To be sure, section 8(a) (4) makes it an unfair labor practice not only to "discharge" an employee because he has filed charges under the Act, but also to "otherwise discriminate." Even if not a discharge, it may be that Romanowicz' failure to put McCarthy back to work on March 15, 1974, was to "otherwise discriminate" within the meaning of section 8(a) (4). See Dubin-Haskill Lining Corp. v. NLRB, 386 F.2d 306 (4th Cir. 1967) and the cases cited therein. While such a result is not compelled on this record, it is certainly not foreclosed. However, the Board found a violation based on a discharge, a finding predicated on testimony which elsewhere in its decision it indicated it was discrediting. We cannot say that the Board's error was harmless, and it would be "incompatible with the orderly function of the process of judicial review" of Board decisions for this court to substitute, at this stage, a modified theory under which respondent may be found to have violated section 8(a) (4). NLRB v. Metropolitan Life Insurance Co., 380 U.S. 438, 442-44, 85 S. Ct. 1061, 13 L. Ed. 2d 951 (1965). See Local 467, Upholsterers' v. NLRB, 419 F.2d 179, 182 (3d Cir. 1969).
Accordingly, we remand the case to the Board for reconsideration. The Board may also reopen the record if it desires.
The petition for enforcement is denied and the case remanded for further proceedings consistent with this opinion.
Sitting by designation
The Board, in footnote 1 of its decision, stated the following:
"The General Counsel has excepted to certain credibility findings made by the Administrative Law Judge. It is the Board's established policy not to overrule an Administrative Law Judge's resolutions with respect to credibility unless the clear preponderance of all of the relevant evidence convinces us that the resolutions are incorrect . . . . We have carefully examined the record and find no basis for reversing his findings." 218 N.L.R.B. No. 51 (1975). (Citation omitted.)

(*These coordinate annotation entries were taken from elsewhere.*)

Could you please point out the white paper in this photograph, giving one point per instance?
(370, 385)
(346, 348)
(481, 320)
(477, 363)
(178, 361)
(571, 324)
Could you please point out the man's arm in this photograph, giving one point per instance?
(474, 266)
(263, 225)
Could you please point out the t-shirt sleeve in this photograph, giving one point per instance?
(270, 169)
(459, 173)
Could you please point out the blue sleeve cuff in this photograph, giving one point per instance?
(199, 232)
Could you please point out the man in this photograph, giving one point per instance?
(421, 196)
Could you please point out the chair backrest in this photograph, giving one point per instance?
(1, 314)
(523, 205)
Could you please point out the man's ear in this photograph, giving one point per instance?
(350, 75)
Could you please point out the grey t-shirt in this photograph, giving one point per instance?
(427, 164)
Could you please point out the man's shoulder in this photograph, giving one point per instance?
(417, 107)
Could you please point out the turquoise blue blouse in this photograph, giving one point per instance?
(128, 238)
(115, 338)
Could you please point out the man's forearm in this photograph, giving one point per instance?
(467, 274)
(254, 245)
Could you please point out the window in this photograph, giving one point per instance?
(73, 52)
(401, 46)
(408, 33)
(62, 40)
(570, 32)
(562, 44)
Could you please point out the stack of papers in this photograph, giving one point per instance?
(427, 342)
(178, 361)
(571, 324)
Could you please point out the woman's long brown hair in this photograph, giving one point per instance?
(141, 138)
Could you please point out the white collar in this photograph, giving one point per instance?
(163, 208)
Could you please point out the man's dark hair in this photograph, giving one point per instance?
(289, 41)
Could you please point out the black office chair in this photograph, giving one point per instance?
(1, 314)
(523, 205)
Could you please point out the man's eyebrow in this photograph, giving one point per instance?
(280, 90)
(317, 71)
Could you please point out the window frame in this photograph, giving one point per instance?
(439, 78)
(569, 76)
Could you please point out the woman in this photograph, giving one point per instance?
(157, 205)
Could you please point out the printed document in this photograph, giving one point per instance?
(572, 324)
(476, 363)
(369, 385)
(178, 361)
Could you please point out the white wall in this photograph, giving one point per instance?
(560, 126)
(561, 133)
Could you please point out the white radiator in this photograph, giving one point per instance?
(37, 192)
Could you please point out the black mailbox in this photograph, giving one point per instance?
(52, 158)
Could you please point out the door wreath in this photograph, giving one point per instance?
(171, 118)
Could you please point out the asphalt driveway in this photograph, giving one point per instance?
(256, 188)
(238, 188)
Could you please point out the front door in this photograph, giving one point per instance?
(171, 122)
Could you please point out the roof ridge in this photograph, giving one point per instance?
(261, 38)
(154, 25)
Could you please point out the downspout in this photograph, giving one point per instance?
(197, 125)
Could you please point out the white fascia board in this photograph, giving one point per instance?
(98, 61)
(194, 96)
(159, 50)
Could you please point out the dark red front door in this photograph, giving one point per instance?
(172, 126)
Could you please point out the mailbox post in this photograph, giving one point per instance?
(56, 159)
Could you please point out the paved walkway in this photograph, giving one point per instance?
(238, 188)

After setting out the content of each man's testimony, the administrative law judge said,
"It seems clear, on the basis of McCarthy's testimony alone, that Respondent did not discharge him on March 15, 1974, or at any time thereafter. Moreover, I credit Romanowicz' version of the event, and find that he declined to discuss McCarthy's work status on that date on advice of counsel because the unfair labor practice charges filed by McCarthy were then under investigation."